Various cryo-energy delivering balloon catheters have been described in the patent literature. U.S. Pat. No. 6,736,809, for example, is directed to a method for treating an aneurysm by cooling a target tissue region of the aneurysm to a temperature below temperature for a preselected time period. The method entails thickening, strengthening, or increasing the density of a blood vessel wall by cooling the blood vessel wall with a cryogenically cooled device. In particular, a device having a heat conductive cooling chamber is disposed proximate to the aneurysm site; and a cryogenic fluid coolant is directed to flow inside the chamber to create endothermic cooling relative to the aneurysm.
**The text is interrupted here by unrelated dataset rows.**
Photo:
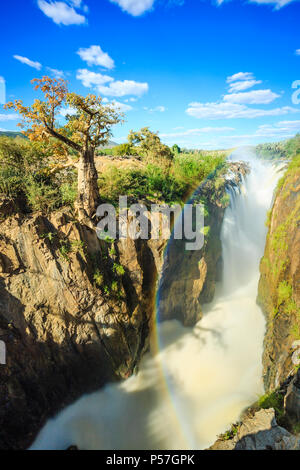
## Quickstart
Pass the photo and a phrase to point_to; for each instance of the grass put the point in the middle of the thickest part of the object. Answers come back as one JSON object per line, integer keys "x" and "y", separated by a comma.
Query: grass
{"x": 274, "y": 400}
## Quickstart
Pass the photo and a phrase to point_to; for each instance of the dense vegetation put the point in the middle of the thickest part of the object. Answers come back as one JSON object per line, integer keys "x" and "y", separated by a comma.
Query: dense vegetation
{"x": 30, "y": 174}
{"x": 286, "y": 149}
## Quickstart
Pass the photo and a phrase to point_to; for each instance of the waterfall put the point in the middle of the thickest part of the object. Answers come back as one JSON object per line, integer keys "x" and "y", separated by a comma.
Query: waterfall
{"x": 202, "y": 378}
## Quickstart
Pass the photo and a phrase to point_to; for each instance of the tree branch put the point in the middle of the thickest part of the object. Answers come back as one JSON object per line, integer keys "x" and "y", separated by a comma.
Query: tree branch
{"x": 62, "y": 138}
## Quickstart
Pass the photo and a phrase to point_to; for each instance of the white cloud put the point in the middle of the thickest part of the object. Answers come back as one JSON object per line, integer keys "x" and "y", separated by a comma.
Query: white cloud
{"x": 94, "y": 55}
{"x": 243, "y": 85}
{"x": 9, "y": 117}
{"x": 123, "y": 88}
{"x": 252, "y": 97}
{"x": 90, "y": 79}
{"x": 234, "y": 105}
{"x": 134, "y": 7}
{"x": 158, "y": 109}
{"x": 108, "y": 86}
{"x": 31, "y": 63}
{"x": 121, "y": 106}
{"x": 61, "y": 12}
{"x": 196, "y": 132}
{"x": 57, "y": 73}
{"x": 277, "y": 3}
{"x": 225, "y": 110}
{"x": 240, "y": 76}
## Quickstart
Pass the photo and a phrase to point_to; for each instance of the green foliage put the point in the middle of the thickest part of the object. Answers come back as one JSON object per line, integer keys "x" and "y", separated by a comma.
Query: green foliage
{"x": 272, "y": 400}
{"x": 98, "y": 278}
{"x": 25, "y": 172}
{"x": 65, "y": 250}
{"x": 123, "y": 150}
{"x": 230, "y": 433}
{"x": 284, "y": 292}
{"x": 148, "y": 145}
{"x": 41, "y": 196}
{"x": 286, "y": 149}
{"x": 68, "y": 193}
{"x": 176, "y": 149}
{"x": 118, "y": 269}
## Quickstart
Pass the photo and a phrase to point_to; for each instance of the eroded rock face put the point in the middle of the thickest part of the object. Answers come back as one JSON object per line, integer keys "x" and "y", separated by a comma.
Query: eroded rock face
{"x": 189, "y": 277}
{"x": 67, "y": 328}
{"x": 260, "y": 432}
{"x": 279, "y": 286}
{"x": 64, "y": 336}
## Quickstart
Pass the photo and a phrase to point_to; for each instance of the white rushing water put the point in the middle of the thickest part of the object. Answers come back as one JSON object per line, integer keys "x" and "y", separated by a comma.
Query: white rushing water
{"x": 202, "y": 378}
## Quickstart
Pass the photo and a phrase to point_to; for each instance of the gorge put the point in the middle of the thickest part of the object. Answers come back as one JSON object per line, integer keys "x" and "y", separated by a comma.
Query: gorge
{"x": 196, "y": 381}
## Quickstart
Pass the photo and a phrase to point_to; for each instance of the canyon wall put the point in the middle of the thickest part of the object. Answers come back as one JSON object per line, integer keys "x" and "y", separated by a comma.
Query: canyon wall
{"x": 76, "y": 312}
{"x": 279, "y": 286}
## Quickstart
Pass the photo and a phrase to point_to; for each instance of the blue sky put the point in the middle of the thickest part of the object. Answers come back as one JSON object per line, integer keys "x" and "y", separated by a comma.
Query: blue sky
{"x": 204, "y": 74}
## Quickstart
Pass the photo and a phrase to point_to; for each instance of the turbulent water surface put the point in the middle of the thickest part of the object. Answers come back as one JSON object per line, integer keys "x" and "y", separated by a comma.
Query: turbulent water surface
{"x": 202, "y": 378}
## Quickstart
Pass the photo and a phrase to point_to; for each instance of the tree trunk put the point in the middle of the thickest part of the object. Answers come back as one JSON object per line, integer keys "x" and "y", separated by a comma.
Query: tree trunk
{"x": 88, "y": 191}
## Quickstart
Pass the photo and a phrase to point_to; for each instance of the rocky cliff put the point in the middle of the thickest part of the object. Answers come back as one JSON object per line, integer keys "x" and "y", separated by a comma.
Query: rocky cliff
{"x": 279, "y": 286}
{"x": 189, "y": 277}
{"x": 75, "y": 312}
{"x": 68, "y": 321}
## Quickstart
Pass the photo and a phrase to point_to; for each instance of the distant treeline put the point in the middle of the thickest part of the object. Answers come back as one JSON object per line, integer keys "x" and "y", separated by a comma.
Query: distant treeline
{"x": 287, "y": 149}
{"x": 11, "y": 134}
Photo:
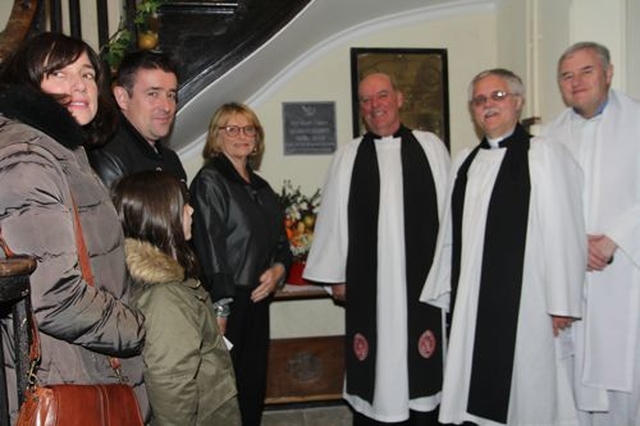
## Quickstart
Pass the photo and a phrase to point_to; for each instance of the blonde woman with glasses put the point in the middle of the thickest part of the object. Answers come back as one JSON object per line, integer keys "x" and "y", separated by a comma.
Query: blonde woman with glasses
{"x": 241, "y": 244}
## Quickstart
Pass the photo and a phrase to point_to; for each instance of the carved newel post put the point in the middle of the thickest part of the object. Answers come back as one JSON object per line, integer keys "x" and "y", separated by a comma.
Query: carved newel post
{"x": 15, "y": 308}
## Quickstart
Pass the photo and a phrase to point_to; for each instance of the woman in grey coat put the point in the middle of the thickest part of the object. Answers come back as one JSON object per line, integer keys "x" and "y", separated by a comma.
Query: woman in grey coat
{"x": 50, "y": 107}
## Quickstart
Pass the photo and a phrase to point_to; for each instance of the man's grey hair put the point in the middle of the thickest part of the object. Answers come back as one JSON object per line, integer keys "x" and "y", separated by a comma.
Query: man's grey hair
{"x": 601, "y": 51}
{"x": 513, "y": 81}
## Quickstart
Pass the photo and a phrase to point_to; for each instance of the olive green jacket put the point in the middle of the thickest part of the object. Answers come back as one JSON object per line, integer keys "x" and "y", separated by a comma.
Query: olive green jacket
{"x": 188, "y": 370}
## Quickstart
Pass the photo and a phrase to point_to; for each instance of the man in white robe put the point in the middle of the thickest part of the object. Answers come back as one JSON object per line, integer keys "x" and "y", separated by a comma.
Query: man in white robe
{"x": 541, "y": 295}
{"x": 601, "y": 128}
{"x": 387, "y": 342}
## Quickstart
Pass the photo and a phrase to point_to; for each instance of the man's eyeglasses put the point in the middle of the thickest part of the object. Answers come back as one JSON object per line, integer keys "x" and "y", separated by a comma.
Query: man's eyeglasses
{"x": 497, "y": 96}
{"x": 234, "y": 131}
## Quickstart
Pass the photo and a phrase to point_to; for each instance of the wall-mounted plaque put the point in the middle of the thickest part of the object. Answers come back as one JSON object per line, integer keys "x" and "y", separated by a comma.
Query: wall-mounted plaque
{"x": 309, "y": 127}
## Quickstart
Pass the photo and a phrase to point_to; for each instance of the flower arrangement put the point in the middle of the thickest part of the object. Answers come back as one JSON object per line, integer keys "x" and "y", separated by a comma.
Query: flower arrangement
{"x": 300, "y": 213}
U.S. Pat. No. 6,283,959 is also directed to a cryo-energy delivery device. The device described in the '959 patent uses carbon dioxide (CO2) and has a metallic balloon surface with different patterns for greater thermal conductivity. The '959 patent describes use of a non-toxic fluid to fill the balloon such as CO2, or nitrous oxide (N2O), in case of balloon rupture. The '959 patent also describes use of evaporative and JT cooling aspects by injecting a predominant liquid mixture under pressure and allowing evaporation and gas expansion. In addition, these gases are generally functional within the engineering constraints of most balloons and catheters of less than 500 psi pressure. However, with CO2 and N2O having respective boiling points of −78.5° C. and −88.5° C., it is doubtful that the surface temperatures of a balloon in contact with a vessel wall inside a blood vessel can reach anything lower than approximately −10° C. It is therefore uncertain, or perhaps unlikely, that any of the desired “positive remodeling” needed to keep an artery open to its balloon-dilated extent would be possible since temperatures required to get this stent-like effect need to be less than −40° C.
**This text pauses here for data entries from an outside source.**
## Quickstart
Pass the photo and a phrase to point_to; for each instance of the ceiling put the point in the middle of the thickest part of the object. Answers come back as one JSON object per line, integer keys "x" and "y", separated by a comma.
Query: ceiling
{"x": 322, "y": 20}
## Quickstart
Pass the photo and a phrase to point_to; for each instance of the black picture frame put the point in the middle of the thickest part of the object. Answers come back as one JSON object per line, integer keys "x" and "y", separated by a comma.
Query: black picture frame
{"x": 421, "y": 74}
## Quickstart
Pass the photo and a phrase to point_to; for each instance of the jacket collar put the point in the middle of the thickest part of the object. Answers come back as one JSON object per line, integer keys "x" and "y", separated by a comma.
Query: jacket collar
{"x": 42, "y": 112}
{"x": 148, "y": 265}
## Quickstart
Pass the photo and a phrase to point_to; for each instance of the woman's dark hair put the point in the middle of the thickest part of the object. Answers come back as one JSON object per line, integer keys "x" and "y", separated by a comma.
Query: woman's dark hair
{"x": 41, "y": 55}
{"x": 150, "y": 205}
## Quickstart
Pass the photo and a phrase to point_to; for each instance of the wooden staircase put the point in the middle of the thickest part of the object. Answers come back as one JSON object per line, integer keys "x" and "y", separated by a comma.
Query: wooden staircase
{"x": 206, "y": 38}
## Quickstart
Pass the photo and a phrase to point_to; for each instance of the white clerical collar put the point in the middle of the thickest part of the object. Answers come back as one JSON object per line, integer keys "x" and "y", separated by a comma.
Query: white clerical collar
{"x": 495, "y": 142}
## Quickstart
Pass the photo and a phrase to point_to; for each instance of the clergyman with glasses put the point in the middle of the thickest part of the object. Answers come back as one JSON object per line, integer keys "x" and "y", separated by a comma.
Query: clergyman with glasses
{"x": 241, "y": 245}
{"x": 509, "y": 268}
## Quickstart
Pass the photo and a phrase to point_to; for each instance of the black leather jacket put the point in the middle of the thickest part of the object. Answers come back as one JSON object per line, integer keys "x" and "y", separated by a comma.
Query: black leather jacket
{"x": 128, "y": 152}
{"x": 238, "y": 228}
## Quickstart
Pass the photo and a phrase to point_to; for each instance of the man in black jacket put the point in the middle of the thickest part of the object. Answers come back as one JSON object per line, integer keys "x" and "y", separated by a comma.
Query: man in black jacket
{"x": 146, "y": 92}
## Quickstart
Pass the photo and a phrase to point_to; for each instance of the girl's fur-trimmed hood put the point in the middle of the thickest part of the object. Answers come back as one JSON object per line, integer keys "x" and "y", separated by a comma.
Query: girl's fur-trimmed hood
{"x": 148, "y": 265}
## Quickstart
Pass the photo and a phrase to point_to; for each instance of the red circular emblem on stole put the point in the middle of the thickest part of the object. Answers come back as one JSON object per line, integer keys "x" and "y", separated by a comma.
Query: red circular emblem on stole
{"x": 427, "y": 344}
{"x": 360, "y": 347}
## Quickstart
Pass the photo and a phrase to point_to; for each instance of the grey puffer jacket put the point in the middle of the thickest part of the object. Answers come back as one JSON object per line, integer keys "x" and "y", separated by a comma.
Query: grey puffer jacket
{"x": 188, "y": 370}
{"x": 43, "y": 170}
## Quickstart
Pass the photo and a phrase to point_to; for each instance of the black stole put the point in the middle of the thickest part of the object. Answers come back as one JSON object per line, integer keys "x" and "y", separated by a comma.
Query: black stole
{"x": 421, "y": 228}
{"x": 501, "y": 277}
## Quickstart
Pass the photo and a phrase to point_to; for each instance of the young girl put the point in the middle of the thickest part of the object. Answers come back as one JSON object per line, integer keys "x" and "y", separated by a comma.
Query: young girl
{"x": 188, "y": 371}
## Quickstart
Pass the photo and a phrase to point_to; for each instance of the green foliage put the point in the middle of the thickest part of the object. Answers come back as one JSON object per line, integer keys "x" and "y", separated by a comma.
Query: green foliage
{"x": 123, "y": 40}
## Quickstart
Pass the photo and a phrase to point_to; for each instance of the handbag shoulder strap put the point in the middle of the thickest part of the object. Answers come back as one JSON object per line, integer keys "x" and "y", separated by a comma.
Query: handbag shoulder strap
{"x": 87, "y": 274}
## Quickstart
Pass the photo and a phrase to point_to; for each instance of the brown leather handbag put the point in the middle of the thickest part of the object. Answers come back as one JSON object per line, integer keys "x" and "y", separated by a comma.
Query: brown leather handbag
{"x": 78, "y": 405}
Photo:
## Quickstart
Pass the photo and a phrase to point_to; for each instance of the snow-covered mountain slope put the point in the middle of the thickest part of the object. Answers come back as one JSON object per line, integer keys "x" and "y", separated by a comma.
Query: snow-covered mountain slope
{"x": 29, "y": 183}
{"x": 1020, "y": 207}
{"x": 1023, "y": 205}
In addition, if nerve ablation is desired for treating hypertension by ablating the renal nerve adjacent the renal artery, temperatures below −60° C. may be needed for long-term prevention of nerve regrowth and the lasting effects on blood pressure. Therefore, it is uncertain, if not unlikely, that the above described cryo-balloons can achieve the desired temperatures within a biological system because of the physical limitations necessary for evaporative or JT-based cryosystems.
The above mentioned '809 and '959 patents do not describe a design for the generation of sufficiently low temperatures to obtain the desired cryo-physiologic response. Insufficient generation of cold temperatures arise from the physical limitations of the cooling mechanisms, as well as the physical engineering limitations, proposed in the above mentioned patents.
An improved cryoablation balloon catheter that overcomes the above mentioned drawbacks is therefore desirable.
An improved cryoablation balloon catheter that achieves minimal temperatures of less than −40° C. within several millimeters of the balloon surface into adjacent tissue, or vessel wall, is desirable to achieve desired vascular effects from positive remodeling. This is desirable in treating, for example, aneurysms, and to treat hypertension by renal nerve ablation. A cryoablation balloon catheter design is thus desirable that achieves the necessary therapeutic temperatures within the engineering and anatomical constraints.